NY Times has a great blog post on how to book travel online. Here’s how I book domestic travel with defined dates:
- Check mileage programs – see if a saver ticket is available (generally 25k for a roundtrip). If so, book, but watch out for fees, especially if within 3 weeks of the flight.
- Check Kayak.com, ITASoftware.com,and Southwest.com (using multiple tabs)
- Redo #2 for alternate airports
- Redo #2Â using one-ways for each leg
- Redo #2 searching each leg of the flight separately (including all layovers)
- Redo #2 for one-ways in alternate cities that use your destination as a layover. For instance, it’s possible that a ticket from Seattle to Chicago is cheaper if you book a flight from Seattle to Indianapolis with a layover in Chicago, and just don’t get on board for the second leg.

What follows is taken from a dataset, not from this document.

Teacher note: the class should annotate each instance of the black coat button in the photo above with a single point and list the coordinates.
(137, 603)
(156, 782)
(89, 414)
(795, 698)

- Check Bing and Kayak to see if the fare is likely to decrease. If so, wait
- Book directly with airline of best/cheapest/shortest option
For complicated (multiple airlines and multiple legs) and/or international travel, I usually book with Expedia. They have great service and I’ve never had a problem using them.
I try never to book the last flight of the day, because it’s often canceled. I try to book one flight earlier than I need to be at a destination, because if something would happen, I’d have a 2nd option to get there. For vacations I book far in advance to lock in low rates, but for business trips and for events like weddings and sports/concerts, I try to book closer to the event because airline timetables change frequently. Generally, book no sooner than 3 months prior to an event you need to attend at a specific time.
Definitely pick your seat if you can. If you don’t, you could get a middle seat, or even bumped at an inopportune time (it happened to me). Use seatguru.com to pick a seat (the NYTimes article suggested seatexpert.com but I’ve never tried it).